乙:甲先生と、「風とロック芋煮会」に行きたいです。

今日の問題は

甲が乙に対し,Aをナイフで脅してAから金品を強取するように教唆したところ,乙は,その旨決意し,Aをナイフで脅したが,その最中に殺意を抱き,Aの腹部をナイフで刺してAに傷害を負わせ,Aから金品を強取したものの,Aを殺害するには至らなかった。甲には強盗罪の教唆犯が成立するにとどまる。
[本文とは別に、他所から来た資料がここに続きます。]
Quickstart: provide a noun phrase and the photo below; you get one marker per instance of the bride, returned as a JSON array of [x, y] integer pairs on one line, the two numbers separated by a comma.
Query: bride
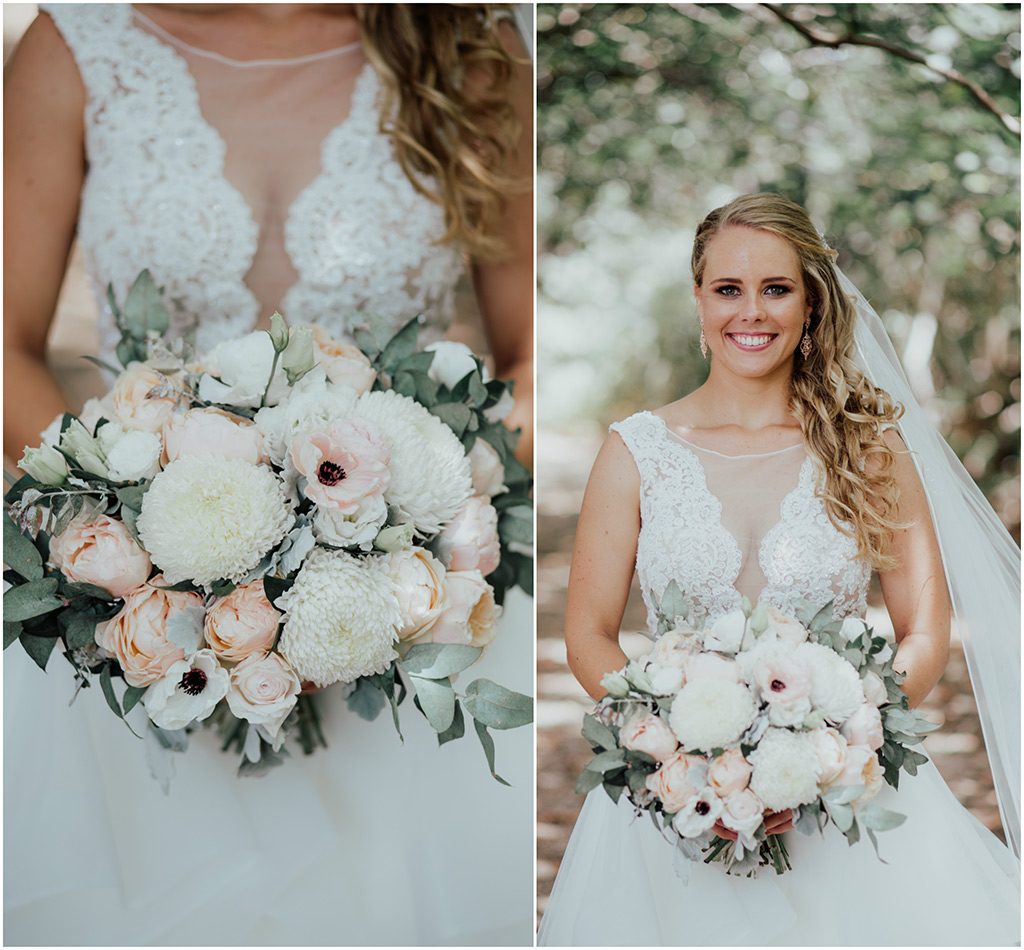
[[784, 477], [332, 162]]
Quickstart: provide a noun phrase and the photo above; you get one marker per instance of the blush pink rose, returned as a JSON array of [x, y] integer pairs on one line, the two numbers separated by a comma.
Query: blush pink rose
[[470, 542], [343, 362], [212, 432], [672, 782], [469, 614], [864, 727], [142, 398], [729, 773], [137, 635], [242, 623], [99, 550], [344, 465], [263, 691], [648, 733]]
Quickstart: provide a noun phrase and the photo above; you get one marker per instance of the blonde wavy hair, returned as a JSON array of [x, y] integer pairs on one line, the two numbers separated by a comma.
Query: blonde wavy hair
[[840, 411], [456, 144]]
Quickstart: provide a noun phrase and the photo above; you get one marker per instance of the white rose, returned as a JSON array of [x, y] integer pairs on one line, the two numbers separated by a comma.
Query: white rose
[[726, 634], [237, 373], [864, 727], [188, 691], [131, 454], [419, 579], [452, 362], [354, 529], [487, 469], [263, 691], [875, 689]]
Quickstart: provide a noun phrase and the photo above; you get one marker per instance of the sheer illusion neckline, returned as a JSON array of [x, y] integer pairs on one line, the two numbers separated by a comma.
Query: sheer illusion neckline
[[242, 63], [712, 451]]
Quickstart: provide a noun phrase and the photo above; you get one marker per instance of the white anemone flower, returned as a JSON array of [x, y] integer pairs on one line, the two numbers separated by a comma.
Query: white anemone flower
[[430, 475], [341, 619], [188, 691], [206, 518]]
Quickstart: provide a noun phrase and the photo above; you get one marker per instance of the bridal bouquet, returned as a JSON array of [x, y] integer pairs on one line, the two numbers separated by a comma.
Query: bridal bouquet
[[224, 532], [757, 714]]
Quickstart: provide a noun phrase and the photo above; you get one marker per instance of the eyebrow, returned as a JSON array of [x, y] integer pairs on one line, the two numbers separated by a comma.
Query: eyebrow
[[738, 281]]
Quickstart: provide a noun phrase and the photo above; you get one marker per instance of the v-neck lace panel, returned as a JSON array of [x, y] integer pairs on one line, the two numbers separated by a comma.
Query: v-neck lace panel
[[725, 526], [247, 190]]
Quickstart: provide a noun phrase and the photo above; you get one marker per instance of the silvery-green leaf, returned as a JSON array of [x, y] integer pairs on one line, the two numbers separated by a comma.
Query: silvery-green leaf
[[842, 794], [436, 660], [184, 628], [842, 815], [605, 762], [879, 818], [497, 706], [436, 700]]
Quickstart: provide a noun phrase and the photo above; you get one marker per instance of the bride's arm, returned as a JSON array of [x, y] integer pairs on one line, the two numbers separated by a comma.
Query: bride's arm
[[603, 559], [44, 165], [505, 288], [915, 592]]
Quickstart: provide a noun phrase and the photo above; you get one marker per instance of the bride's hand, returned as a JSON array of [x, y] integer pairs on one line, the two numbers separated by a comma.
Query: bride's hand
[[775, 823]]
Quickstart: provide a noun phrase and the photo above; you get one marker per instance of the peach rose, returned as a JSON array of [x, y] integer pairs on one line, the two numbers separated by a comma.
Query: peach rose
[[343, 362], [672, 782], [212, 432], [729, 773], [650, 734], [137, 635], [864, 727], [830, 747], [469, 612], [142, 398], [99, 550], [419, 578], [470, 542], [263, 691], [241, 623]]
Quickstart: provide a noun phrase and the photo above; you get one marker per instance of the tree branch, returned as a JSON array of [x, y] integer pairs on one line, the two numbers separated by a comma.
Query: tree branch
[[850, 38]]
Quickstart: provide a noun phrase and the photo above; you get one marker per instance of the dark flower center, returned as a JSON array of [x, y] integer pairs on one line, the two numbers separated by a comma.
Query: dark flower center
[[330, 473], [194, 682]]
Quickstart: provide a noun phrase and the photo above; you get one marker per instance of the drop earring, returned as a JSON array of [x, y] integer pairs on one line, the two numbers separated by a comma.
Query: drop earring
[[806, 345]]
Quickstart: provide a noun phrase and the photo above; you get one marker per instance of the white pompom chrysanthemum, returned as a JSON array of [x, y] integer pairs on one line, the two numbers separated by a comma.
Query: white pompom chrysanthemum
[[711, 713], [341, 620], [207, 519], [785, 769], [836, 686], [430, 474]]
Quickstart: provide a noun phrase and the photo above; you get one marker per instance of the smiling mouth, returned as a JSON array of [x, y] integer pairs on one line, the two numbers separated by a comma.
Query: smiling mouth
[[752, 342]]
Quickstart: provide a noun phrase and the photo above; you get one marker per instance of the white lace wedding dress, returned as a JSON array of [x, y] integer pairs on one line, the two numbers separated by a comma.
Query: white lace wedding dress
[[211, 173], [722, 526]]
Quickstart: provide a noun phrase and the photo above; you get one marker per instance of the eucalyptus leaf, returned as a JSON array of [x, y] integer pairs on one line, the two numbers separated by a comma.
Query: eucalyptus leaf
[[488, 748], [19, 553], [31, 600], [497, 706], [436, 660], [437, 701]]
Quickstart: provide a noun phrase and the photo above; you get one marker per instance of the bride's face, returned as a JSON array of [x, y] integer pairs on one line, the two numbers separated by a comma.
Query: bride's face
[[753, 302]]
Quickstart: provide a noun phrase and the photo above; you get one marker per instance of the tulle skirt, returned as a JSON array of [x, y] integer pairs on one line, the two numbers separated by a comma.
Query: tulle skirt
[[370, 841], [948, 881]]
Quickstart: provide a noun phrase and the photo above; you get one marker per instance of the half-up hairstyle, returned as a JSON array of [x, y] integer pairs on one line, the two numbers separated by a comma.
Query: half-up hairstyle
[[455, 144], [841, 413]]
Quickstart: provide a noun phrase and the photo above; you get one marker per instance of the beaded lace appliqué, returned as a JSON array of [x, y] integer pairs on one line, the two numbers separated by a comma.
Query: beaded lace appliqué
[[803, 557], [359, 236]]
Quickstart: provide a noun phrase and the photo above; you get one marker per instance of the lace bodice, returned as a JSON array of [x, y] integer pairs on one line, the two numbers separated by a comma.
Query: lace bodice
[[722, 531], [246, 190]]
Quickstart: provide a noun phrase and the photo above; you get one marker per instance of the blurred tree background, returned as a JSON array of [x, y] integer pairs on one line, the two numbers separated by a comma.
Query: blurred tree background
[[893, 124]]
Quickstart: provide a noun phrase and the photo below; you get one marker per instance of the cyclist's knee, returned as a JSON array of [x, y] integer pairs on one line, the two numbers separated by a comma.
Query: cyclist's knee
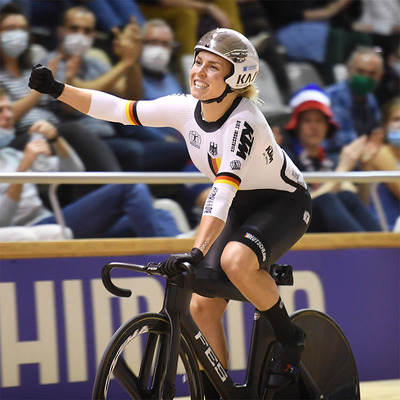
[[236, 259]]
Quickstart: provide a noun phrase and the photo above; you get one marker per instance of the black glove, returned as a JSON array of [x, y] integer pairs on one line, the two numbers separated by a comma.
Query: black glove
[[42, 80], [171, 266]]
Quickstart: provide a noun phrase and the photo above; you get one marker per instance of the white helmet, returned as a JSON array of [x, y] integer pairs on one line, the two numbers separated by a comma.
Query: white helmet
[[235, 48]]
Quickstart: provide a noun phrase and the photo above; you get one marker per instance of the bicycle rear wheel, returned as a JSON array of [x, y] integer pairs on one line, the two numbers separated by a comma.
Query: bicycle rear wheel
[[136, 358], [328, 369]]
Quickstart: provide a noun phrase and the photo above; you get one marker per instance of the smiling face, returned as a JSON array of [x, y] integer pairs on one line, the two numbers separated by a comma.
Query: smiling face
[[207, 76]]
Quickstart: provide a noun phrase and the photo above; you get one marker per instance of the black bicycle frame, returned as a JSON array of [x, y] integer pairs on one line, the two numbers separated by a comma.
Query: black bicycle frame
[[177, 307]]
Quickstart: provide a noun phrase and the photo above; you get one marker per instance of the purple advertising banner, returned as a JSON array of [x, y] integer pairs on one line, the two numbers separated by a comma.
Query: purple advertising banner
[[56, 317]]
甲:http://www4.nhk.or.jp/fukushimazutto/64/

乙:刑法38条2項は

「重い罪に当たるべき行為をしたのに、行為の時にその重い罪に当たることとなる事実を知らなかった者は、その重い罪によって処断することはできない。」

同法236条1項は

「暴行又は脅迫を用いて他人の財物を強取した者は、強盗の罪とし、五年以上の有期懲役に処する。」

同法240条は

「強盗が、人を負傷させたときは無期又は六年以上の懲役に処し、死亡させたときは死刑又は無期懲役に処する。」

同法243条は

「第二百三十五条から第二百三十六条まで、第二百三十八条から第二百四十条まで及び第二百四十一条第三項の罪の未遂は、罰する。」

と、規定しています。


最決昭和61年6月9日は

「まず、本件において、被告人は、覚せい剤であるフエニルメチルアミノプロパン塩酸塩を含有する粉末を麻薬であるコカインと誤認して所持したというのであるから、麻薬取締法六六条一項、二八条一項の麻薬所持罪を犯す意思で、覚せい剤取締法四一条の二第一項一号、一四条一項の覚せい剤所持罪に当たる事実を実現したことになるが、両罪は、その目的物が麻薬か覚せい剤かの差異があり、後者につき前者に比し重い刑が定められているだけで、その余の犯罪構成要件要素は同一であるところ、麻薬と覚せい剤との類似性にかんがみると、この場合、両罪の構成要件は、軽い前者の罪の限度において、実質的に重なり合つているものと解するのが相当である。被告人には、所持にかかる薬物が覚せい剤であるという重い罪となるべき事実の認識がないから、覚せい剤所持罪の故意を欠くものとして同罪の成立は認められないが、両罪の構成要件が実質的に重なり合う限度で軽い麻薬所持罪の故意が成立し同罪が成立するものと解すべきである(最高裁昭和五二年(あ)第八三六号同五四年三月二七日第一小法廷決定・刑集三三巻二号一四〇頁参照)。」

大判大正13年4月29日は

「凡ソ人ノ身體ヲ不法ニ侵害スル認識ヲ以テ爲シタル意思活動ニ因リ人ヲ死ニ致シタルトキハ傷害致死罪ヲ構成スルモノトス故ニ傷害致死罪ニ在テハ他人ニ對シ唯暴行ヲ加フルノ意思アルヲ以テ足レリトシ人ヲ死ニ致スノ故意ナキコトヲ要スルヤ論ナシ若シ夫レ人ヲ死ニ致スノ故意アルニ於テハ殺人罪ヲ構成スルニ至ルヘケレハナリ是ヲ以テ苟モ人ヲ敎唆シテ他人ニ暴行ヲ加へシメタル以上ハ其ノ暴行ノ結果他人ノ身體ヲ傷害シ因テ死ニ致シタルニ於テハ敎唆者ハ傷害致死ノ罪責ニ任セサルへカラサルヤ事理ノ當然ト謂フヘシ原判旨ニ依レハ被告彌三吉ハ被告末吉等ト相謀リ判示池田某其ノ他ノ者ニ對シ富永某及堀部某ニ暴行ヲ加フヘキコトヲ敎唆シ被敎唆者タル池田某其ノ他ノ者ニ於テ富永某ニ對シ判示暴行ヲ加ヘ同人ノ身體ニ判示創傷ヲ負ハシメタル結果人同ヲシテ死亡スルニ至ラシメタルモノニシテ其ノ教唆者タル被告彌三吉ハ右富永某ニ對スル傷害致死ノ罪責ヲ免ルルコトヲ得サルモノトス」

と、判示しています。


したがって、上記記述は、誤りです。